Ugandan Clubfoot Project  

While we were researching the best treatment for Alexander, we were told that the Ponseti Method was being done in Uganda. We had the opportunity to talk to Dr Shafique Pirani, a paediatric orthopaedic surgeon who is from Uganda, but now practices in Vancouver, Canada. He converted from surgery to the Ponseti Method for clubfoot and has made it his goal to bring the Ponseti Method to countries as well as individuals that he comes into contact with.

Dr Pirani and his colleague Dr Norgrove Penny headed a project that brought the Ponseti Method to Uganda in 1999. It was sanctioned and supported by the Ugandan Ministry of Health, assisted financially by Canadian Rotary and other charitably organisations.

At the time of beginning their project it was estimated that there are at least 10,000 people with untreated clubfeet, who are essentially disabled because of their difficulty to walk. Uganda had 7 orthopaedic surgeons in a population that requires at least 300, so there weren't enough to operate on all the clubfoot patients. Dr Ponseti also mentions in his book that South African (and Dr Pirani says also East African) blacks have a rate of clubfoot that is three times the world occurrence rate. So their need for a successful and cost-effective treatment was dire.

They set up a clubfoot treatment program, training many Ugandan medical staff to do the Ponseti method manipulations and casting. A physiotherapist from the Netherlands who was also involved in the project, was so excited about the results they were getting that he designed a variation on the FAB bar and shoes that could be manufactured locally at a lower cost than importing the bar from the US.

From a Rotary document about the project:

"The Clubfoot Project's goal is to ensure that by the end of its four year term, children in Uganda with clubfoot deformities will be identified at birth and have access to corrective treatment in those parts of Uganda where such treatment is currently unavailable.

The estimated cost of the Clubfoot Project is US $145,000.
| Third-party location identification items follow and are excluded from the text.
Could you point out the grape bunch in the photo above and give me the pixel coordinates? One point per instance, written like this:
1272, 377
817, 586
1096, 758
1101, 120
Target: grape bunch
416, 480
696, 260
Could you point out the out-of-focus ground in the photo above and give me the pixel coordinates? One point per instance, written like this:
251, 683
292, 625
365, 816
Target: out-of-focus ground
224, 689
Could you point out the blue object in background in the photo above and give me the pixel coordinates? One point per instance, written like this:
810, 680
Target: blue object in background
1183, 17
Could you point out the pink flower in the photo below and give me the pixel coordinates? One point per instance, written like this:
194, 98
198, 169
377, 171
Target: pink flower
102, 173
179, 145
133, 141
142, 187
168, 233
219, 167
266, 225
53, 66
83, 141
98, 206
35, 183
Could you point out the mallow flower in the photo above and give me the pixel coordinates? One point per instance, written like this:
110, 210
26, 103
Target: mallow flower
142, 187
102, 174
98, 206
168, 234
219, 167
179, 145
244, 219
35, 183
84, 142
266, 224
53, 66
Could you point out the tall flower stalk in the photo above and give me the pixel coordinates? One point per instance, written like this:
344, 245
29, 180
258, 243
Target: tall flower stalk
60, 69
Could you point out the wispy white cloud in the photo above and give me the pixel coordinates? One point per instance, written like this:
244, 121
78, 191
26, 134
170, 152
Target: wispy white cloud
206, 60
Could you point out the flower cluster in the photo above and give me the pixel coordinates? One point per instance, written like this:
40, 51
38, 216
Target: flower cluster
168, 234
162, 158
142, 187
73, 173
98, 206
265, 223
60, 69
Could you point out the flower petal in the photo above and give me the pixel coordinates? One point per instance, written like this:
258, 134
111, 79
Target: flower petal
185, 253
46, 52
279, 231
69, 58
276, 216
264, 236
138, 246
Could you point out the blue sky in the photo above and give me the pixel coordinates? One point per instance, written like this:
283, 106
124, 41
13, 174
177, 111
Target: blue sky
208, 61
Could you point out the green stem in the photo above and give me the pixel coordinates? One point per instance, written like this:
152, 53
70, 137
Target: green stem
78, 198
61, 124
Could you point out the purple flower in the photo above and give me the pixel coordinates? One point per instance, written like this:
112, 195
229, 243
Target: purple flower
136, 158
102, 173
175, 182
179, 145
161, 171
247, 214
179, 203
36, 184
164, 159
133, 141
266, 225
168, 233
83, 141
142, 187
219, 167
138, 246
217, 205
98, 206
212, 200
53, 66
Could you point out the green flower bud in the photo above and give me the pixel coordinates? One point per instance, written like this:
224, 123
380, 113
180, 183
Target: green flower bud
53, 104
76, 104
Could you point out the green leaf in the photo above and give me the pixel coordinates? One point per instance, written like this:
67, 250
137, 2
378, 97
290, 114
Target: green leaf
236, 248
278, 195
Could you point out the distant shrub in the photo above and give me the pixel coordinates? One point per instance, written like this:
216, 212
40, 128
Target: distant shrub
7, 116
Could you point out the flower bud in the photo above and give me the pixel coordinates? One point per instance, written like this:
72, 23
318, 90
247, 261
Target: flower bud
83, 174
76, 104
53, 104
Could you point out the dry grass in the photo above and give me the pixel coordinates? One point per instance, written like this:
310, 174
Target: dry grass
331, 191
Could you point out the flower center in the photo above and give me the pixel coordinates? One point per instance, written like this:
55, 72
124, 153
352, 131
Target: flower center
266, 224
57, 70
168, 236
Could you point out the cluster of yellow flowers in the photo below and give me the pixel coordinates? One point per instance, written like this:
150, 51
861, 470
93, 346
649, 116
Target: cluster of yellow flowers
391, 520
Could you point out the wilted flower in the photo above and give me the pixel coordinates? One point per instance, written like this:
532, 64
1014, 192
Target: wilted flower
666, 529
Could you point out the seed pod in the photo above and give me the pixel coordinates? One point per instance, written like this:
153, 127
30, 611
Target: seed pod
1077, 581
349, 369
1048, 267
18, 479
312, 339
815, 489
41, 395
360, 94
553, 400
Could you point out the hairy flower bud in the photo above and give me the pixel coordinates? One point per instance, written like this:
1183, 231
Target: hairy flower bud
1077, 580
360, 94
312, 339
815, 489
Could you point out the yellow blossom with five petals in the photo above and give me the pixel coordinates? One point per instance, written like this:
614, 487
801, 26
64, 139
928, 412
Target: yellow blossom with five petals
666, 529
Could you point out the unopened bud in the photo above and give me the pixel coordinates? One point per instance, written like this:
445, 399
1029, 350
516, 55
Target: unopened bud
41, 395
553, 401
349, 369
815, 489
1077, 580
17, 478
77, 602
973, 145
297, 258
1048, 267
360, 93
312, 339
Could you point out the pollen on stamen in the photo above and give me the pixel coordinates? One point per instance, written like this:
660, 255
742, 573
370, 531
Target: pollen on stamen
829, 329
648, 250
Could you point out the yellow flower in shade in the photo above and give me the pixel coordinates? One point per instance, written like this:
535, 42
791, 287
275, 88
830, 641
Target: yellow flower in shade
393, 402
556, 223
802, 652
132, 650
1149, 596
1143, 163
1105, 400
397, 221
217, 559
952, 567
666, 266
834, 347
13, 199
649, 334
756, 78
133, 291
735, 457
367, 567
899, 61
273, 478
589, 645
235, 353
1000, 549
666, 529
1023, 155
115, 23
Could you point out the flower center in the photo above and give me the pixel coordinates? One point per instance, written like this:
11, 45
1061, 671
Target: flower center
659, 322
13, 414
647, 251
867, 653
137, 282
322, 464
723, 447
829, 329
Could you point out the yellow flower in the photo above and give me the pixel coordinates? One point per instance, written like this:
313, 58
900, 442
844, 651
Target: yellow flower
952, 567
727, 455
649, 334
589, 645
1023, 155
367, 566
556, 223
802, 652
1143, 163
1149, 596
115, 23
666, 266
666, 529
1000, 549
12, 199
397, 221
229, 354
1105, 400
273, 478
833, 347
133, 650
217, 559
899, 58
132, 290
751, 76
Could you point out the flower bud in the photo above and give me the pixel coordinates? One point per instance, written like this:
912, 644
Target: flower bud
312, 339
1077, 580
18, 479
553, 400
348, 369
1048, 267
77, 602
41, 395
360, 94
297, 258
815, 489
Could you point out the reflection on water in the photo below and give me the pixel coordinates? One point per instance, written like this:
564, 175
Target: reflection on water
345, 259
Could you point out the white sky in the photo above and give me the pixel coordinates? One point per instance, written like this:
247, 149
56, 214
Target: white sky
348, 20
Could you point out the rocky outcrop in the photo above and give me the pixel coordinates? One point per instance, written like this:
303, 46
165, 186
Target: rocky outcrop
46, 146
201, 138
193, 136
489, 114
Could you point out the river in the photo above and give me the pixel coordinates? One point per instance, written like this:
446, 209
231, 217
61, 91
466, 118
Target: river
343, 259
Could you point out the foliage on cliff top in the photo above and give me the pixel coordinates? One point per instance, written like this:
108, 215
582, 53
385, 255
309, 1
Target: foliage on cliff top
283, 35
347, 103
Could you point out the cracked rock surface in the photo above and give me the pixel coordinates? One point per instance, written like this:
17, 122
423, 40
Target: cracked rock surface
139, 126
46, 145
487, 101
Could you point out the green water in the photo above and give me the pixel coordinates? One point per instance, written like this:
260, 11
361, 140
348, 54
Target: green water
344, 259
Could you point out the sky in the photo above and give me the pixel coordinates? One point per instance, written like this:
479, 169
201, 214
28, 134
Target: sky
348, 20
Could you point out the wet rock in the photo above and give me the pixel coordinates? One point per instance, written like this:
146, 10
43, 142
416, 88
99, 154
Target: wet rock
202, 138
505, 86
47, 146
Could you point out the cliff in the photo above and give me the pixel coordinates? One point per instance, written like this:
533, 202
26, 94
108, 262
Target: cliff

The Clubfoot Project has been conceived by Drs. Pirani and Penny and has been partnered by The Uganda Society for Disabled Children, Kampala, Uganda; The Uganda Society for Disabled Children, United Kingdom; The Uganda Ministry of Health; Children's Orthopaedic Rehabilitation Project, Kampala, Uganda; Christian Blind Mission, Germany; the Rotary Club of Burnaby, Canada and Mossadiq Umedaly."

The project has been a resounding success. Dr Chris Lavy, based in Malawi heard about their success and traveled to Uganda to see their facility. He has since built a similar clubfoot clinic based in Malawi treating patients with the Ponseti Method.

Dr Pirani and other Ponseti method doctors continue to travel and give Ponseti training workshops in South America, India and Africa.